W kolejnej części cyklu "5 pytań do..." chcemy przestawić Wam markę kryjącą się za postacią tajemniczej Wiedźmy. Znają ją na pewno wszyscy miłośnicy wosków, ale nie tylko! Przedstawiamy Funky Witch!
Od kiedy działacie na rynku i skąd pomysł na markę?
Marka Funky Witch powstała w czerwcu 2016 roku. Początkowo miała być dostawcą akcesoriów, przede wszystkim mikrofibr. Potem doszły produkty chemiczne. Na początku przygoda z Japonią. Tutaj jednak preparaty okazały się bardzo niskiej jakości.
Przy wielkim szczęściu kontakt z firmą z USA. Rozmowy, testy, badania itp. Po kilku tygodniach pierwsze produkty były gotowe.
Dla kogo skierowane są Wasze produkty?
Produkty przeznaczone do użytkowników, którzy cenią wysoką jakość, wydajność i prostotę aplikacji. Jednym słowem dla ludzi, którzy czerpią radość z pielęgnacji samochodów.
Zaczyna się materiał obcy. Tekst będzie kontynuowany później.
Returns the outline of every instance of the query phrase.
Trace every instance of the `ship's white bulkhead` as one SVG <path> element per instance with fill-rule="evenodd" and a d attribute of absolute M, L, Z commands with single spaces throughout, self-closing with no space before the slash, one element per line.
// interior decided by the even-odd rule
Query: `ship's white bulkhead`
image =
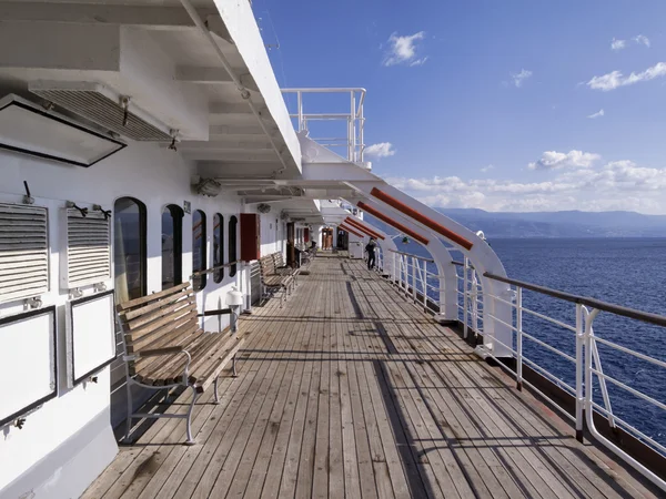
<path fill-rule="evenodd" d="M 300 172 L 249 2 L 123 3 L 0 1 L 0 98 L 49 116 L 12 126 L 0 110 L 2 498 L 78 497 L 104 469 L 127 404 L 114 295 L 239 259 L 239 215 L 258 212 L 242 181 Z M 94 145 L 72 124 L 127 147 L 89 167 L 46 159 Z M 204 170 L 231 186 L 203 185 Z M 286 252 L 289 206 L 259 216 L 261 253 Z M 233 285 L 249 303 L 251 282 L 241 263 L 208 274 L 199 312 L 224 308 Z M 201 325 L 220 332 L 229 316 Z"/>

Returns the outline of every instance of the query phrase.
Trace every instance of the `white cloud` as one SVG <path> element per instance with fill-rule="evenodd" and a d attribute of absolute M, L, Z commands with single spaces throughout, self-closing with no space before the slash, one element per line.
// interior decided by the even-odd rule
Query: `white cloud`
<path fill-rule="evenodd" d="M 594 77 L 587 82 L 587 86 L 593 90 L 603 90 L 608 92 L 619 86 L 633 85 L 635 83 L 654 80 L 655 78 L 666 77 L 666 62 L 657 62 L 652 68 L 640 73 L 632 73 L 625 77 L 619 71 L 613 71 L 602 77 Z"/>
<path fill-rule="evenodd" d="M 386 181 L 435 207 L 488 211 L 632 210 L 666 213 L 666 169 L 615 161 L 586 170 L 559 170 L 547 182 L 458 176 Z"/>
<path fill-rule="evenodd" d="M 627 41 L 626 40 L 617 40 L 617 39 L 613 39 L 613 41 L 610 42 L 610 49 L 617 51 L 620 51 L 622 49 L 627 47 Z"/>
<path fill-rule="evenodd" d="M 557 170 L 564 167 L 588 169 L 601 157 L 602 156 L 598 154 L 575 150 L 569 151 L 568 153 L 546 151 L 538 161 L 529 163 L 527 167 L 529 170 Z"/>
<path fill-rule="evenodd" d="M 597 111 L 596 113 L 593 113 L 593 114 L 588 115 L 587 118 L 592 118 L 592 119 L 594 120 L 595 118 L 602 118 L 602 116 L 603 116 L 603 115 L 605 115 L 605 114 L 606 114 L 606 113 L 605 113 L 605 112 L 604 112 L 604 110 L 602 109 L 602 110 Z"/>
<path fill-rule="evenodd" d="M 639 34 L 634 38 L 634 41 L 638 44 L 645 45 L 649 49 L 649 39 L 645 34 Z"/>
<path fill-rule="evenodd" d="M 398 37 L 397 33 L 393 33 L 389 37 L 389 51 L 384 55 L 384 65 L 422 65 L 427 61 L 426 57 L 418 57 L 417 43 L 425 37 L 425 31 L 418 31 L 414 34 L 406 34 Z"/>
<path fill-rule="evenodd" d="M 512 73 L 511 78 L 513 79 L 514 85 L 516 88 L 523 86 L 523 82 L 532 77 L 532 71 L 522 70 L 519 73 Z"/>
<path fill-rule="evenodd" d="M 366 156 L 387 157 L 395 154 L 395 149 L 391 142 L 380 142 L 369 145 L 363 152 Z"/>

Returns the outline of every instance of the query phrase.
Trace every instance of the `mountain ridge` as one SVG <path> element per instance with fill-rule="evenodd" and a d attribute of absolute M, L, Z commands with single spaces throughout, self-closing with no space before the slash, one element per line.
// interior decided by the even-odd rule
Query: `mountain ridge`
<path fill-rule="evenodd" d="M 435 208 L 437 212 L 486 237 L 666 237 L 666 215 L 637 212 L 486 212 L 480 208 Z M 385 224 L 365 214 L 391 234 Z"/>

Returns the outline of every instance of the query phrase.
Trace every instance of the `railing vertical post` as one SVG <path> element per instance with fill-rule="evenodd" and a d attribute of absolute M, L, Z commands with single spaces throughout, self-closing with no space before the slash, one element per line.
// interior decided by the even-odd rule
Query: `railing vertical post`
<path fill-rule="evenodd" d="M 427 312 L 427 262 L 423 262 L 421 274 L 421 291 L 423 292 L 423 312 Z"/>
<path fill-rule="evenodd" d="M 576 440 L 583 441 L 583 343 L 585 332 L 583 326 L 583 305 L 576 304 Z"/>
<path fill-rule="evenodd" d="M 356 157 L 356 95 L 353 90 L 350 93 L 352 94 L 352 111 L 350 113 L 352 119 L 352 136 L 350 136 L 350 141 L 352 142 L 352 156 L 350 157 L 350 161 L 359 161 Z"/>
<path fill-rule="evenodd" d="M 516 388 L 523 390 L 523 288 L 516 288 Z"/>
<path fill-rule="evenodd" d="M 363 161 L 363 150 L 365 149 L 365 143 L 363 142 L 363 125 L 364 125 L 364 121 L 365 118 L 363 118 L 363 94 L 361 94 L 361 105 L 359 106 L 359 115 L 360 115 L 360 120 L 359 120 L 359 142 L 361 142 L 359 144 L 359 147 L 361 149 L 360 152 L 360 157 L 359 161 Z"/>
<path fill-rule="evenodd" d="M 463 338 L 467 337 L 467 265 L 470 265 L 470 262 L 465 256 L 463 267 Z"/>
<path fill-rule="evenodd" d="M 588 418 L 592 413 L 593 401 L 593 387 L 592 387 L 592 339 L 589 332 L 592 329 L 592 323 L 589 320 L 589 313 L 587 308 L 582 307 L 582 314 L 584 315 L 585 322 L 583 326 L 583 344 L 585 345 L 585 363 L 584 363 L 584 375 L 585 375 L 585 417 Z"/>
<path fill-rule="evenodd" d="M 418 262 L 416 258 L 412 256 L 412 297 L 414 298 L 414 303 L 416 303 L 416 265 Z"/>
<path fill-rule="evenodd" d="M 303 94 L 299 90 L 296 92 L 296 100 L 299 105 L 299 132 L 303 131 Z"/>
<path fill-rule="evenodd" d="M 252 313 L 252 263 L 245 262 L 245 312 Z"/>

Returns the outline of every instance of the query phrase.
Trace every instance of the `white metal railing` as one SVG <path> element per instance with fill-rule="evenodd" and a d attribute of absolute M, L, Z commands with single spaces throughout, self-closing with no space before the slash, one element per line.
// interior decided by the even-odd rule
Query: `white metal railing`
<path fill-rule="evenodd" d="M 365 89 L 282 89 L 282 93 L 296 94 L 296 112 L 291 113 L 290 118 L 296 120 L 296 130 L 299 132 L 307 131 L 312 121 L 342 121 L 346 122 L 346 136 L 320 136 L 311 138 L 329 149 L 345 147 L 347 161 L 362 162 L 365 143 L 363 141 L 363 126 L 365 118 L 363 115 L 363 103 L 365 101 Z M 342 93 L 349 94 L 349 112 L 322 113 L 305 112 L 304 99 L 306 94 L 322 93 Z"/>
<path fill-rule="evenodd" d="M 440 292 L 440 275 L 430 271 L 427 265 L 434 264 L 434 259 L 395 249 L 389 251 L 395 274 L 393 284 L 404 293 L 405 297 L 427 310 L 428 299 L 432 301 L 428 292 L 437 295 Z"/>
<path fill-rule="evenodd" d="M 629 456 L 627 452 L 625 452 L 615 442 L 604 437 L 597 430 L 593 417 L 594 413 L 596 411 L 597 414 L 604 416 L 608 420 L 608 425 L 610 428 L 619 427 L 624 429 L 626 432 L 633 435 L 638 440 L 642 440 L 644 444 L 652 447 L 654 450 L 656 450 L 666 458 L 665 445 L 655 440 L 653 437 L 646 435 L 645 431 L 636 427 L 636 424 L 630 424 L 625 419 L 622 419 L 617 415 L 617 411 L 613 410 L 612 394 L 608 389 L 608 386 L 613 385 L 614 387 L 619 389 L 615 393 L 616 397 L 618 393 L 624 390 L 624 393 L 632 394 L 632 396 L 645 401 L 646 404 L 649 404 L 650 406 L 665 411 L 666 404 L 664 401 L 666 401 L 666 396 L 663 397 L 664 401 L 660 401 L 654 396 L 645 394 L 637 387 L 630 386 L 629 383 L 622 381 L 616 377 L 612 377 L 607 373 L 605 373 L 602 365 L 598 344 L 604 345 L 605 348 L 612 349 L 613 352 L 617 353 L 617 355 L 636 357 L 638 359 L 647 361 L 652 366 L 654 366 L 654 368 L 666 369 L 666 361 L 655 358 L 652 355 L 642 354 L 632 348 L 598 337 L 595 335 L 593 327 L 595 318 L 602 312 L 613 314 L 615 317 L 624 316 L 630 319 L 648 323 L 663 328 L 666 328 L 666 317 L 607 304 L 605 302 L 601 302 L 593 298 L 585 298 L 582 296 L 562 293 L 543 286 L 533 285 L 531 283 L 524 283 L 516 279 L 511 279 L 487 273 L 484 274 L 483 277 L 485 278 L 500 281 L 509 285 L 509 288 L 513 292 L 513 299 L 507 301 L 506 297 L 501 297 L 483 292 L 481 278 L 482 276 L 477 275 L 477 271 L 474 269 L 474 267 L 470 264 L 470 262 L 466 258 L 463 263 L 456 262 L 456 265 L 458 266 L 458 268 L 462 269 L 462 275 L 458 275 L 458 302 L 462 298 L 463 304 L 461 305 L 458 303 L 458 309 L 462 310 L 464 336 L 467 336 L 468 329 L 472 329 L 475 334 L 482 332 L 483 323 L 485 320 L 492 320 L 509 327 L 513 332 L 513 342 L 511 345 L 506 345 L 496 338 L 491 338 L 491 342 L 502 345 L 512 353 L 513 357 L 515 358 L 515 369 L 508 367 L 506 363 L 500 361 L 501 359 L 495 358 L 492 348 L 490 349 L 488 355 L 495 358 L 498 361 L 498 365 L 502 366 L 502 368 L 515 376 L 516 387 L 518 389 L 522 389 L 522 386 L 526 385 L 531 389 L 538 393 L 542 397 L 547 399 L 551 404 L 553 404 L 553 406 L 559 409 L 566 418 L 571 419 L 575 424 L 576 437 L 581 440 L 583 439 L 583 428 L 585 421 L 588 431 L 594 438 L 596 438 L 612 451 L 617 454 L 622 459 L 627 461 L 630 466 L 633 466 L 635 469 L 637 469 L 639 472 L 646 476 L 659 488 L 666 490 L 666 482 L 664 480 L 662 480 L 657 475 L 650 471 L 642 462 L 637 461 L 633 456 Z M 575 316 L 575 324 L 568 324 L 565 320 L 551 317 L 546 313 L 537 312 L 525 307 L 523 303 L 523 295 L 525 291 L 547 295 L 557 299 L 562 304 L 562 306 L 559 306 L 558 308 L 563 308 L 565 304 L 571 303 L 572 312 Z M 491 301 L 496 301 L 511 305 L 514 309 L 512 324 L 508 324 L 505 320 L 502 320 L 494 316 L 490 308 L 484 309 L 484 298 L 488 303 Z M 552 327 L 557 328 L 557 330 L 563 332 L 563 334 L 572 334 L 575 340 L 575 355 L 571 355 L 564 352 L 562 348 L 558 348 L 544 339 L 537 338 L 535 332 L 525 330 L 524 323 L 526 317 L 534 317 L 539 320 L 543 320 L 552 325 Z M 666 330 L 659 332 L 666 334 Z M 531 345 L 531 347 L 533 348 L 533 353 L 535 354 L 537 352 L 537 348 L 542 349 L 539 352 L 547 352 L 548 354 L 554 354 L 556 357 L 549 359 L 549 366 L 554 365 L 555 358 L 563 359 L 565 365 L 571 366 L 571 370 L 566 371 L 566 377 L 572 381 L 565 381 L 563 379 L 564 376 L 557 376 L 552 371 L 552 368 L 548 369 L 547 367 L 541 365 L 536 358 L 531 358 L 527 355 L 525 355 L 526 345 Z M 660 344 L 657 347 L 660 347 Z M 541 355 L 543 356 L 543 353 Z M 608 355 L 610 356 L 610 354 Z M 538 374 L 543 375 L 545 378 L 549 379 L 552 383 L 559 386 L 562 389 L 569 393 L 575 399 L 574 415 L 571 415 L 563 406 L 561 406 L 557 401 L 553 400 L 551 397 L 544 394 L 534 384 L 527 381 L 523 375 L 524 366 L 531 367 Z M 596 384 L 598 385 L 601 400 L 595 400 L 594 381 L 596 381 Z M 664 418 L 666 419 L 666 413 L 664 413 Z"/>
Preparaty Funky Witch przeznaczone są zarówno dla hobbystów jak również profesjonalnych detailerów poszukujących zaawansowanych rozwiązań.
Jaki był Wasz pierwszy produkt bądź seria produktów?
Na początku pojawiły się 4 produkty:
- Magic Ball Glass Cleaner,
- Blue Broom APC,
- Wash&Posh Shampoo,
- oraz król quick detailerów- Botox.
Z których produktów najbardziej jesteście dumni i które najmocniej polecacie dla prawdziwych detailingowych świrów?
Trudno wybrać jeden produkt, który napawa do dumy. Cała linia preparatów pozwala na pielęgnację samochodu od A do Z. Wykorzystanie wszystkich daje wiele zalet. Łatwość, szybkość i efekty. Klienci uwielbiają Botoxa, Mademoiselle, Gentlemana, Magic Ball, woski. Oczywiście są jeszcze dressingi, cleanery. Zachęcam do zapoznania się z całą gamą i wybranie najlepszych według każdego użytkownika.
Zdradzicie nam, czy planujecie w najbliższym czasie jakieś ciekawe nowości?
Oczywiście, że będą nowości. Nie mniej jak 3!!!
Pierwsza premiera prawdopodobnie już w połowie marca. Mogę zapewnić, że produkty są wspaniałe i dają niesamowite efekty.
Oczywiście przy woskach też będzie się coś działo.